Do any of you find that it is harder to correct your form flaws or find them in yourself than students? 
I can take pictures an analyze other easily even though I am reluctant to offer advice but suggestions of what to try. Several shot above average but have anchoring problems or release issues. Others do not fit their equipment properly. All are reluctant to change anything or try anything.
I try to correct know flaws in my form but find it difficult without feedback.


----------



## aread (Dec 25, 2009)

Based on first hand experience, it's possible to coach yourself, but IMO, you will have a much longer learning curve and probably won't go as far as you would have with a good coach. Even a coach 3 or 4 times a year is better than trying to DIY.

There are so many things that you simply can't see in yourself, but are relatively easy for a coach to pick up. Even a video camera is no replacement for a coach. It's a great help with a coach, but not a substitute.

I've tried to do it with seminars every couple of years, but after more than 10 years, I know I should be much further along for the effort I've put in.

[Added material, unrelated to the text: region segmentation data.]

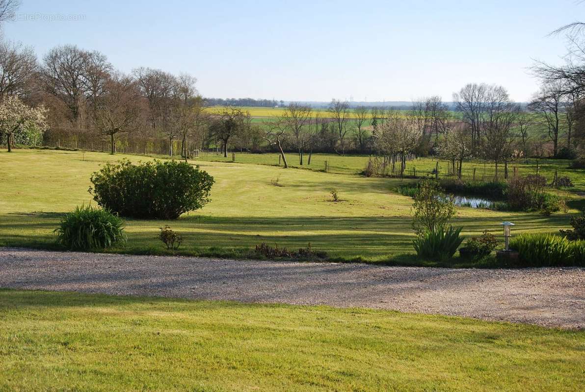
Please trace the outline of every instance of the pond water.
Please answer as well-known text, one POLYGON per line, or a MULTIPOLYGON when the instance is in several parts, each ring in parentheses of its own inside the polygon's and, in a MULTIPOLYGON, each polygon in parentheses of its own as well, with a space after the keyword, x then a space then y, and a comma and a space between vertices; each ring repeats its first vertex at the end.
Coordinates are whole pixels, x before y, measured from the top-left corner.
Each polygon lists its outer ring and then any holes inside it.
POLYGON ((455 205, 460 207, 471 207, 472 208, 490 209, 493 206, 494 202, 487 199, 473 197, 469 196, 456 196, 455 205))

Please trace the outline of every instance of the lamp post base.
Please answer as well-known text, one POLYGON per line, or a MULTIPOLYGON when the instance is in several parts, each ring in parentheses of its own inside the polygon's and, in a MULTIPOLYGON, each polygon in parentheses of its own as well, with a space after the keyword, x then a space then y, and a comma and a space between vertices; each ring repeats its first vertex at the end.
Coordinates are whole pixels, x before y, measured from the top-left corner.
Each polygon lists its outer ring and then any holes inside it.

My favorite form of target shooting is indoor and I'm mediocre at best. Don't make my mistake, get a coach.

Allen


----------



## 5 Arrow (Nov 20, 2015)

Without a log book, attainable short and long term goals, accurate and honest communication and feedback, a lot of self study, good visualization and relaxation techniques coaching yourself is futile. Being coached without the good listening technique and the aforementioned is both futile and costly.


----------



## mark1968 (Feb 18, 2006)

Each human has his own potential. Being a good coach doesn't make you a good archer. And being a good archer doesn't make you a good coach. I know from my own expiriences in 41 years that I have much more potential in coaching then shotting the bow by myself. To have a "good eye" for details (how you metioned) is one basic skill you need a s a coach. 

Cheers from Germany

Markus


----------



## XForce Girl (Feb 14, 2008)

Lucky for me I have another L3 Coach on my payroll. He doesn't actively coach me but it sure is handy to have him around when I get stumped. He can watch me for a couple shots and tell me what I'm doing wrong then I go any try to fix it.


----------